Anyway, see for yourself:
Adam Perry: How did you lose your voice? Or more importantly: how does a comedian go weeks without speaking?
Margaret Cho: I lost my voice because I used it too much while sick. It was terrible but I got used to it fairly quickly and then I kind of liked it. I was relieved of the responsibility of talking and that was relaxing. I did silent shows, which Jon Brion suggested, and he read my material as I acted it out. He also sang for me. It was very cool. I realized I have a lot to offer beyond my voice.
AP: As a musician, music journalist, and longtime fan of your standup, I’m really excited about Guitarded. How did the idea start and how did the recording go? I heard Andrew Bird will be on the album.
MC: I broke my months long silence to talk to Andrew Bird on the phone. It was very surreal. He’s amazing and it was great writing and recording with him. He’s such a genius and I’m a longtime fan. I don’t think the record will be called Guitarded. I’m still thinking of a title. I wanted to do songs with funny lyrics and serious music. I started singing on the True Colors tour with Cyndi Lauper. She taught me a lot.
AP: I lived in San Francisco from 2002-2008 and we have some mutual friends there, including the wonderful Kellita from Hot Pink Feathers. Living in such a liberal town, you’d never expect that much if not most of California is actually very conservative. What happened with Prop. 8?

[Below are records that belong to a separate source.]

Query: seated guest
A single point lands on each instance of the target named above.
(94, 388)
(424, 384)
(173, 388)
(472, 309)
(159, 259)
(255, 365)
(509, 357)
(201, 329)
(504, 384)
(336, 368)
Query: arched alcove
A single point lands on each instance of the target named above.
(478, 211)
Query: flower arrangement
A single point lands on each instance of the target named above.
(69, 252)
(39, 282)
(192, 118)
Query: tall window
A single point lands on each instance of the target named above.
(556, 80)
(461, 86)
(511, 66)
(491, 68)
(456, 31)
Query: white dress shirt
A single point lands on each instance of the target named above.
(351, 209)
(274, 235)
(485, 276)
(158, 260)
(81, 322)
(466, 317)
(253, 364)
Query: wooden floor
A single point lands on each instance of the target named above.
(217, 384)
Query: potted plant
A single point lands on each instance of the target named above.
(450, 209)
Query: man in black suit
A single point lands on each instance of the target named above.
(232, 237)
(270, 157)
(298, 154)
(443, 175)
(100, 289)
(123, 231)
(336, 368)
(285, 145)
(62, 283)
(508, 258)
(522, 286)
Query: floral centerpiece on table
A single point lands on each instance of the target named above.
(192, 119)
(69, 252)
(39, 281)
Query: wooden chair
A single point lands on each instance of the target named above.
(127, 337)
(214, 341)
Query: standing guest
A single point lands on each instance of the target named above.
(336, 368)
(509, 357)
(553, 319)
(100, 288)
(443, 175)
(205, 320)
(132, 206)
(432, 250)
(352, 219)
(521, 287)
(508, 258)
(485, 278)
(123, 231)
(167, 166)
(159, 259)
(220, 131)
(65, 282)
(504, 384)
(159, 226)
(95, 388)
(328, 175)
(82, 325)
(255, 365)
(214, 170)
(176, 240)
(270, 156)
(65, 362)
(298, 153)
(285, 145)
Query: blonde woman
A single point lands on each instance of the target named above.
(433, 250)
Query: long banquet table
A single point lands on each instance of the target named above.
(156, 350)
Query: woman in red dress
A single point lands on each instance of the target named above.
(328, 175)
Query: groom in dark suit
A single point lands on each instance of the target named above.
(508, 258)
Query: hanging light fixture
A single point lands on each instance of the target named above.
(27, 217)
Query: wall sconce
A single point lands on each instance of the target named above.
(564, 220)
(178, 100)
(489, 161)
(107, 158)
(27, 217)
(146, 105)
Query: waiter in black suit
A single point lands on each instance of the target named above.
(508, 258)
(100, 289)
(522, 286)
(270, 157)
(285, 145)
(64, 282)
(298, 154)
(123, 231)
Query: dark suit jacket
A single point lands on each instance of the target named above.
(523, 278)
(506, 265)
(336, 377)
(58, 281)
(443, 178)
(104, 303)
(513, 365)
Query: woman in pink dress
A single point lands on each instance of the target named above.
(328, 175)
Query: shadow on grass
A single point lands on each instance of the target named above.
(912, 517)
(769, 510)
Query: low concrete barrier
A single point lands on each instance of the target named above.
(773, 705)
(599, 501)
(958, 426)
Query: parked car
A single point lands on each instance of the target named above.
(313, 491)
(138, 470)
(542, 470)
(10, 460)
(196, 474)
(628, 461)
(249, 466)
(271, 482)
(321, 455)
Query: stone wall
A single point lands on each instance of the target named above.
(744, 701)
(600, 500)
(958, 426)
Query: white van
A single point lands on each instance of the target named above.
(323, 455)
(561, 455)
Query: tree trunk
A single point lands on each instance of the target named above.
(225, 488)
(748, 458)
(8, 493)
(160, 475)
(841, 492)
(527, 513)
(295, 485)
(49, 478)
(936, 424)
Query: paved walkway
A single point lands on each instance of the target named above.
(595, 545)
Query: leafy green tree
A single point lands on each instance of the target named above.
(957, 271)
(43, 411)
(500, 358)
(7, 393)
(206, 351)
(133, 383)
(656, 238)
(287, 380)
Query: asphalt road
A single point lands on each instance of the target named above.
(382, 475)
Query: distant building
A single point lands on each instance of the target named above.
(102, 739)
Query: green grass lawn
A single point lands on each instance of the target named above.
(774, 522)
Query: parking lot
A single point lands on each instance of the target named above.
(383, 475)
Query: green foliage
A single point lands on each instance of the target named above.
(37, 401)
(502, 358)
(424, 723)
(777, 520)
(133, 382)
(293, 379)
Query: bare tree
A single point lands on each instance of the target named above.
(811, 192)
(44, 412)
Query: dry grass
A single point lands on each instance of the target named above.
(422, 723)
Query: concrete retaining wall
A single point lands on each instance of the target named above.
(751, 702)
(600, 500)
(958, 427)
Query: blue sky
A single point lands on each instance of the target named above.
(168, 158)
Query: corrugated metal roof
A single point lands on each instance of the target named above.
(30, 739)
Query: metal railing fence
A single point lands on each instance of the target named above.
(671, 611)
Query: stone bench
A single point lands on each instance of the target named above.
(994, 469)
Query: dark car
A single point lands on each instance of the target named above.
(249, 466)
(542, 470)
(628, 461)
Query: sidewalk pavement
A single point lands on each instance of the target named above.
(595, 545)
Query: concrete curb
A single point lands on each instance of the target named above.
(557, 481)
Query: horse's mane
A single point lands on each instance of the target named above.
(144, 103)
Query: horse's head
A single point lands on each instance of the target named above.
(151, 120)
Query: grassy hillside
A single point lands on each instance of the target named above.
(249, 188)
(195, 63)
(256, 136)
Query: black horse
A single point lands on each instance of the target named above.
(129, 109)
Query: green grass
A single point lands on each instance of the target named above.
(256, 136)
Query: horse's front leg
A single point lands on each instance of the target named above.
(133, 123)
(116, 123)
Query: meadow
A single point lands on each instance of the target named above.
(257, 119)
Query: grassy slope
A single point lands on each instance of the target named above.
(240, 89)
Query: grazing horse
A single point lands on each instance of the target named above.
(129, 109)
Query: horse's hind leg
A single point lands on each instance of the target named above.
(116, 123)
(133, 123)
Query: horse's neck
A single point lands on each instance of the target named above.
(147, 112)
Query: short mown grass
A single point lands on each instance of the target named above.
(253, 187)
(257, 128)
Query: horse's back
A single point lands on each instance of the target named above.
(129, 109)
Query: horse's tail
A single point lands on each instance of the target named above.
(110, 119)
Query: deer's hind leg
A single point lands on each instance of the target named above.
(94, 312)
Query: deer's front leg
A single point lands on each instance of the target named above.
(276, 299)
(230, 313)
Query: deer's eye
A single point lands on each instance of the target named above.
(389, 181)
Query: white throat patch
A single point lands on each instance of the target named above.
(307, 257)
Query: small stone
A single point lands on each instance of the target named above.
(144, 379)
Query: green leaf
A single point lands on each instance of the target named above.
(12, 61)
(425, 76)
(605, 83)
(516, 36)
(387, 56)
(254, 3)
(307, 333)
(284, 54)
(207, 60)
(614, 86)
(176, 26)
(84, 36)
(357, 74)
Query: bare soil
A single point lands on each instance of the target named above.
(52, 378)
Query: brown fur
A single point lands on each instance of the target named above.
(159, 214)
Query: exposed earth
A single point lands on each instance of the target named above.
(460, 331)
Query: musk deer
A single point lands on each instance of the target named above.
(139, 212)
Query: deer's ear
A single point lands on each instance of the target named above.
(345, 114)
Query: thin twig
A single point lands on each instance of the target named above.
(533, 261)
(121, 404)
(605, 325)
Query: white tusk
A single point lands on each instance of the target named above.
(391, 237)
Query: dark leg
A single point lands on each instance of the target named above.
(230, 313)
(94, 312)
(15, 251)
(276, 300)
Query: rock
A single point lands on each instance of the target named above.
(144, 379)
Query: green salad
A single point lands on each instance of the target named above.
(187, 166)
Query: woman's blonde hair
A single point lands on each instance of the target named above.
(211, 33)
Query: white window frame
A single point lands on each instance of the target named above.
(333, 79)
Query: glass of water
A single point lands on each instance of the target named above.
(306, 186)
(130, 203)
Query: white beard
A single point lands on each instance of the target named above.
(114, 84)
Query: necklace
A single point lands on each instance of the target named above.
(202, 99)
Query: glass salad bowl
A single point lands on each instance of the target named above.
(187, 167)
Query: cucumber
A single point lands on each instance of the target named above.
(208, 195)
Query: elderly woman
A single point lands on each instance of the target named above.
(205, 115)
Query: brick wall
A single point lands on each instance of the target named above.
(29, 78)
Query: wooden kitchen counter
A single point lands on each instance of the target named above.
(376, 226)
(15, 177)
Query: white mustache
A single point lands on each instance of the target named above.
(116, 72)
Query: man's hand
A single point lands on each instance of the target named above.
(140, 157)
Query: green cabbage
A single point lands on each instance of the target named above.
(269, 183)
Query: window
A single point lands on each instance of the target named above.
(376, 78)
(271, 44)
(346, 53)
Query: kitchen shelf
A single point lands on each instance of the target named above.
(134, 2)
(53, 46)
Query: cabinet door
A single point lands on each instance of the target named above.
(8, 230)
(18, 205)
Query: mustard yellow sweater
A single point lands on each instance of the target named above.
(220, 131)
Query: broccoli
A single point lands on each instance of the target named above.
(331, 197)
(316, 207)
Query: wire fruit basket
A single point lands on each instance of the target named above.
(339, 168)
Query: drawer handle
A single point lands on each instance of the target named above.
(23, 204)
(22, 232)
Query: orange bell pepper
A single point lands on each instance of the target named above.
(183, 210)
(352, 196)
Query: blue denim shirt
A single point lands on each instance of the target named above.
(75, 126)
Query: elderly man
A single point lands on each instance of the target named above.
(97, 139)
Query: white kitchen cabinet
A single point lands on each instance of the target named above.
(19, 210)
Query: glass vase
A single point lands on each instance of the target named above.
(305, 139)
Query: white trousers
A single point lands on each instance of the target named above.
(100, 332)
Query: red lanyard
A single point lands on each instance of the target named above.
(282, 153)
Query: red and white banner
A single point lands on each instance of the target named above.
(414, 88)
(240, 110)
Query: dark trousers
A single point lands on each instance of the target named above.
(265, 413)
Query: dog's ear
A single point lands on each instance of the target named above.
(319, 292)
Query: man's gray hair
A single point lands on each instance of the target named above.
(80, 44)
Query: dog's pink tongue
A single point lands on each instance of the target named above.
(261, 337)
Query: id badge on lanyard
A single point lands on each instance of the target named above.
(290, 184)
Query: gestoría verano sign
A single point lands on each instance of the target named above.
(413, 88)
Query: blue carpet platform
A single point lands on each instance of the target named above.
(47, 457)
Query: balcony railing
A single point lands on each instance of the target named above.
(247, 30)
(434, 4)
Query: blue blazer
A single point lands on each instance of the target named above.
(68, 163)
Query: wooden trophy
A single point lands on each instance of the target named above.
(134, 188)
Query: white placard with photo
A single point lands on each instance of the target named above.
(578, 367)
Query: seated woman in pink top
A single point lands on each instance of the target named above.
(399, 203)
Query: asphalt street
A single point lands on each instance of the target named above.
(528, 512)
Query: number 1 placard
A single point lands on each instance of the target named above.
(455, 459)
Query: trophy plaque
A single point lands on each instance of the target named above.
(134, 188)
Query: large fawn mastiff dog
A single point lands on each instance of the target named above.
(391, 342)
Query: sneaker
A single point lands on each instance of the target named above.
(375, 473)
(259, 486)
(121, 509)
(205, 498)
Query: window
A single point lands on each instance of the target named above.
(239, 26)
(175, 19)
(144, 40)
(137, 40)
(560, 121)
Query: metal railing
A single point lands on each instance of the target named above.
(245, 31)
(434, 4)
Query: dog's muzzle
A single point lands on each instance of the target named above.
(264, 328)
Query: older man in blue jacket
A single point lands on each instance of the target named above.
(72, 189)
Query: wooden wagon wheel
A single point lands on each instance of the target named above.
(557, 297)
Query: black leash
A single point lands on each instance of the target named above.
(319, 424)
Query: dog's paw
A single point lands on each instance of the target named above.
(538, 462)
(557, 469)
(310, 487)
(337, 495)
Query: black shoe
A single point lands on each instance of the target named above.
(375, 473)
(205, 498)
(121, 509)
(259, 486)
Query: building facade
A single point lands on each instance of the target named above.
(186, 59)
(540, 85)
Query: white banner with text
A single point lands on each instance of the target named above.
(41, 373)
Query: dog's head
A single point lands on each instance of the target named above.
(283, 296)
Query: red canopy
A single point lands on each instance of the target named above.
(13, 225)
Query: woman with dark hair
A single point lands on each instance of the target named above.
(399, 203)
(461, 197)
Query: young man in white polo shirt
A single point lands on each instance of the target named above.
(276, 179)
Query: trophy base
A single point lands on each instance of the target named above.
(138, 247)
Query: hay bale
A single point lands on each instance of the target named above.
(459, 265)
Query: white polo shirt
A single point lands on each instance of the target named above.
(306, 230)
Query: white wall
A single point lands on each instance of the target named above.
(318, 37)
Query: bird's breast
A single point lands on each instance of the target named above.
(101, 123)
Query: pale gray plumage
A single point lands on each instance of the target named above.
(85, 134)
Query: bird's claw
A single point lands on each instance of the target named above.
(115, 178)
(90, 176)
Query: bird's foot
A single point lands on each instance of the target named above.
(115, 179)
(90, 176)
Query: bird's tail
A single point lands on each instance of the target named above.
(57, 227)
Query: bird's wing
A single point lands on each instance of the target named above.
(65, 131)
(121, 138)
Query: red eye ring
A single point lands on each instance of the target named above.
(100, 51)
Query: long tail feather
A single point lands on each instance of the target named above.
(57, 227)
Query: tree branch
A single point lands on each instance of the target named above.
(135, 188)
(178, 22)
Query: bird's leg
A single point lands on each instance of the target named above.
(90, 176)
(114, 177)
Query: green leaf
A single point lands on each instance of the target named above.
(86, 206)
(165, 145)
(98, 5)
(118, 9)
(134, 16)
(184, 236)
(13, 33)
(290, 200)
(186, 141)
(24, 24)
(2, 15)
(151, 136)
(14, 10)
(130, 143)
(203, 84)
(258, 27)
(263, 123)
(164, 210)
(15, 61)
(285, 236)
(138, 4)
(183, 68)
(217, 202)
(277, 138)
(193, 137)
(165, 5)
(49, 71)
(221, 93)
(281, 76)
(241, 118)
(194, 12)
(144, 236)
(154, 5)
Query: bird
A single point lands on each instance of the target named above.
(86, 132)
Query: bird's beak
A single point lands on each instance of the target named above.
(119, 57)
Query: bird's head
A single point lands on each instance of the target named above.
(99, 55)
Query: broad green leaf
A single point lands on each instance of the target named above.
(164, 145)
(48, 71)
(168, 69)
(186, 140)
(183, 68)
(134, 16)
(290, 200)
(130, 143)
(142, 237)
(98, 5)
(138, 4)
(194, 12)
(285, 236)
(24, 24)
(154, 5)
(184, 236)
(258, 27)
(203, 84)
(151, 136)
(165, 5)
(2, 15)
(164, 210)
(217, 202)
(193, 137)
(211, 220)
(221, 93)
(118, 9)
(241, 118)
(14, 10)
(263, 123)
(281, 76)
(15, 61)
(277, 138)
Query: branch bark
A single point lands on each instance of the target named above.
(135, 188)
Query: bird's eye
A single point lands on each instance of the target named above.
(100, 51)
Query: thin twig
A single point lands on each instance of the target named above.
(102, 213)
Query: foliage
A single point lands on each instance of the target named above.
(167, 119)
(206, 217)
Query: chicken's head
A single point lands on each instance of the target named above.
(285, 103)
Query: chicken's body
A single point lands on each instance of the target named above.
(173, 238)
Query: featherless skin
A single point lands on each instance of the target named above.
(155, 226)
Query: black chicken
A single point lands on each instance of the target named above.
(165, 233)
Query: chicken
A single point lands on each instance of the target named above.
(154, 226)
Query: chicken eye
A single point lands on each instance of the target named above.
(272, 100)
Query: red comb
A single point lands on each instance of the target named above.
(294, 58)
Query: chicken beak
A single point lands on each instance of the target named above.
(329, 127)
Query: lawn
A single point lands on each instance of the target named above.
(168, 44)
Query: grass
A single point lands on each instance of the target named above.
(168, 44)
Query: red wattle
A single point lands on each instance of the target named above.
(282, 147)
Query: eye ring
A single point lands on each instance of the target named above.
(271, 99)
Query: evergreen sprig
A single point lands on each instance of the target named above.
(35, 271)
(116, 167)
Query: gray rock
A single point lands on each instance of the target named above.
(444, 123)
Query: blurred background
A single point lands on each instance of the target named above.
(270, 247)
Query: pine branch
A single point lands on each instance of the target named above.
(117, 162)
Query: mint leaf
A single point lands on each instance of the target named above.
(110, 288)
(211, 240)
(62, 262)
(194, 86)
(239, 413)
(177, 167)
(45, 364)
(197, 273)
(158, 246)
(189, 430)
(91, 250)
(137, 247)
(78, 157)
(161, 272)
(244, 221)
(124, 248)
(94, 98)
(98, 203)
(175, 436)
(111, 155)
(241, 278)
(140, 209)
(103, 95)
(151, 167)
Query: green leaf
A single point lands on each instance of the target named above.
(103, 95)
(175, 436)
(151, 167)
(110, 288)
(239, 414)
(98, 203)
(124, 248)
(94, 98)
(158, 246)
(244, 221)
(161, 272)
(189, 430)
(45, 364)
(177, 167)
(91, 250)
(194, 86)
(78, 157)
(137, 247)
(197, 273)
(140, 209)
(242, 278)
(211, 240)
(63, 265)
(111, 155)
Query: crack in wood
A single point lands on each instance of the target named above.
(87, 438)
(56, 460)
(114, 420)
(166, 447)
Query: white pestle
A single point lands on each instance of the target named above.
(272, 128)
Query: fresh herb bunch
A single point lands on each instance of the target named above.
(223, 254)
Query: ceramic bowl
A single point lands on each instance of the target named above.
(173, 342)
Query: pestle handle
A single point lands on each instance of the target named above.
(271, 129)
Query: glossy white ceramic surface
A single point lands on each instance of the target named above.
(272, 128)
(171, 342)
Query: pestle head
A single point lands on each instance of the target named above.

MC: Oh I love Kellita! Yes I cannot believe Prop 8 passed in California. It’s really upsetting but only a minor setback in the big picture. I think what happened is that religious organizations from other states got involved, which isn’t fair or right but this is how these people operate. I just can’t believe the level of ignorance that exists in our country. It’s depressing and sad.
AP: Your first experience with sitcoms was apparently traumatic, but ostensibly inspired a lot of material for your stand-up career. What’s different, what’s similar, and what’s better about working on Drop Dead Diva?
MC: Well, it’s different because this time I’m a supporting player so my workload is a lot easier. I love the writing on Drop Dead Diva. Its wonderful, and the acting is so great! Its such an honor to work with such talented people.
AP: You recently worked with both Liza Minnelli and Paula Abdul – who’s crazier?
MC: They’re both beautiful and amazing and I felt like the crazy one.